GILD is branching out in an attempt to aggressively advance its pipeline for hepatitis C, and if the company is able to maintain its product portfolio as older products lose patent protection, the stock looks like a good buy for future returns.
Biogen Idec Inc. (NASDAQ:BIIB): BIIB makes and markets therapeutics in the areas of neurology, immunology, hemophilia and oncology in the U.S. and internationally. Shares were up 1.25% to $105.24 at the time of writing, down a bit from its YTD high of $109.63. BIIB trades at a P/E ratio of 24.2.
In the second quarter, BIIB’s net income fell 1.8% to $288 million, from $293.4 a year earlier. In addition, revenue slipped 0.3% to $1.21 billion from the year earlier quarter.
BIIB reported higher-than-expected sales of its multiple sclerosis drug Tysabri in the second quarter, as the net number of new users grew at the highest rate in more than a year, but the drug faces increasing competition from new products entering the market. In an effort to combat the potential competition, BIIB is developing its own oral multiple sclerosis drug, BG-12, which, if approved, could make the company a leader in the oral MS drug market.
I expect BIIB to produce revenue and earnings growth in the coming quarters with new products from its core multiple sclerosis franchise. However, with no “blockbuster” type product in the pipeline or on the horizon, I believe that BIIB will perform in line with the overall market over the next few quarters.
Dendredon Corp. (NASDAQ:DNDN): engages in the discovery, development and commercialization of therapeutics to enhance cancer treatment options for patients. Shares were down 0.91% to $37.96 at the time of writing, down from its April 29 YTD high of $43.43.
For DNDN, the story is simple. Commercialize Provenge, the company’s immunotherapy for the treatment of prostate cancer.
Recently, the company announced that the Centers for Medicare and Medicaid Services (CMS) agreed to fully reimburse Provenge. I believe that reimbursement of the vaccine by Medicare is vital for the success of the drug, as it is primarily used in men older than 60, who are dependent on Medicare for their treatment.
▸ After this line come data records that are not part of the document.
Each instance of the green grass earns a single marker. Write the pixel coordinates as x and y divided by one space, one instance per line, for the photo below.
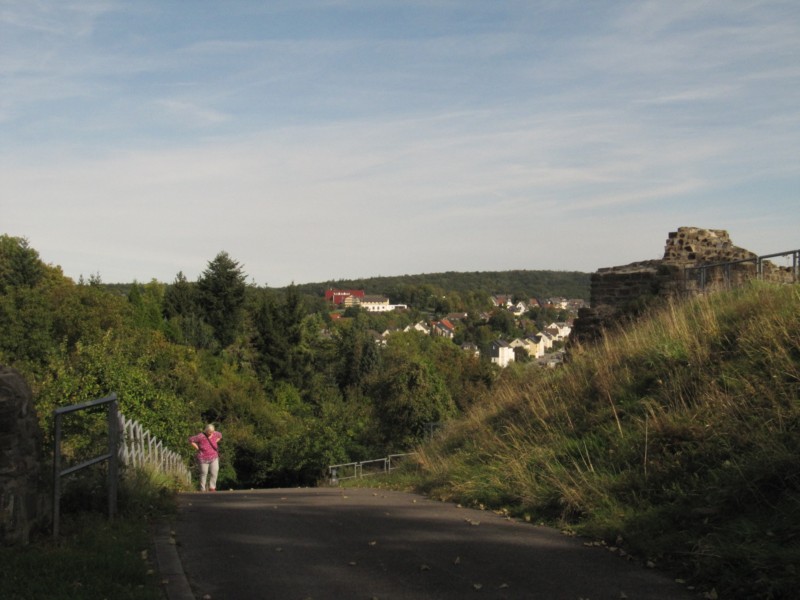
94 558
677 437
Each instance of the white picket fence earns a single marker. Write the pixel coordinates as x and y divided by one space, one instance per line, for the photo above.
139 448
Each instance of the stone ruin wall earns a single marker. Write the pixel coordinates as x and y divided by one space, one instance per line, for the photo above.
24 507
616 291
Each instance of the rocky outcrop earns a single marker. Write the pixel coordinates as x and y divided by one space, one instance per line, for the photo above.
619 292
23 504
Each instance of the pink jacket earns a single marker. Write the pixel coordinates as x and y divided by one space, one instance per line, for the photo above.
206 445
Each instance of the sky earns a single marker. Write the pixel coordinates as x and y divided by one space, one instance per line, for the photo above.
317 140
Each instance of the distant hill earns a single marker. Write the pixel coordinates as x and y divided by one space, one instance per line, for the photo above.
527 284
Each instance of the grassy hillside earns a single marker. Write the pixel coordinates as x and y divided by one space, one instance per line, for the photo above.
677 439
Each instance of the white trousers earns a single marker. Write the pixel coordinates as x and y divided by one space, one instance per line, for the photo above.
209 471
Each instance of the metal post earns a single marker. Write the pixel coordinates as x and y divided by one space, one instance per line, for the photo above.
113 451
57 477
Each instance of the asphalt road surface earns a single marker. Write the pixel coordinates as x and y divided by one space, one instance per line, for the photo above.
342 544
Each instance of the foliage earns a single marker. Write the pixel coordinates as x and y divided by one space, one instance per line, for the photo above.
95 558
677 438
290 390
221 297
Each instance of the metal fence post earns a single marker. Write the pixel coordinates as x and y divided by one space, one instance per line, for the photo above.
113 452
57 477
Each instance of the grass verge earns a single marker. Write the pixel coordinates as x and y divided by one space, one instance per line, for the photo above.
95 558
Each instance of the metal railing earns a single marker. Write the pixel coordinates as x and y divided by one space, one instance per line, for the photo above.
111 456
729 276
139 448
128 442
365 468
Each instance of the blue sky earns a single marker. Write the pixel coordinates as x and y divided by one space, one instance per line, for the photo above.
326 139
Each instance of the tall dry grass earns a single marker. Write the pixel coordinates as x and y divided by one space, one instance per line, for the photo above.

Also encouraging is the company’s decision to expand production.
DNDN probably cannot survive without the successful commercialization of Provenge, as it has the potential to drive the company to profitability. Despite my reservations about the company’s complete dependence on Provenge and its lack of a product pipeline, I like DNDN for growth in the near term, as sales begin to ramp up, increasing profitability.
Vanda Pharmaceuticals, Inc. (NASDAQ:VNDA): VNDA focuses on the development and commercialization of products for the treatment of central nervous system disorders. Shares were up 0.42% to $7.16 at the time of writing, down sharply from its 52 week high of $10.32. VNDA has a P/E ratio of 30.4, significantly higher than its closest competitors.
The company’s product portfolio includes Fanapt (iloperidone), a compound for the treatment of schizophrenia, which the company is developing both the oral and injectible form. VNDA’s other product candidate is Tasimelteon, a compound for the treatment of sleep and mood disorders, including Circadian Rhythm Sleep Disorders.
In the first quarter, royalties from Fanapt were just $0.9 million, down sharply from $2.1 million a year earlier. With its thin product pipeline and its inability to generate significant revenues from its primary offering, I believe that VNDA will underperform in the near term.
Disclosure: I have no positions in any stocks mentioned, and no plans to initiate any positions within the next 72 hours.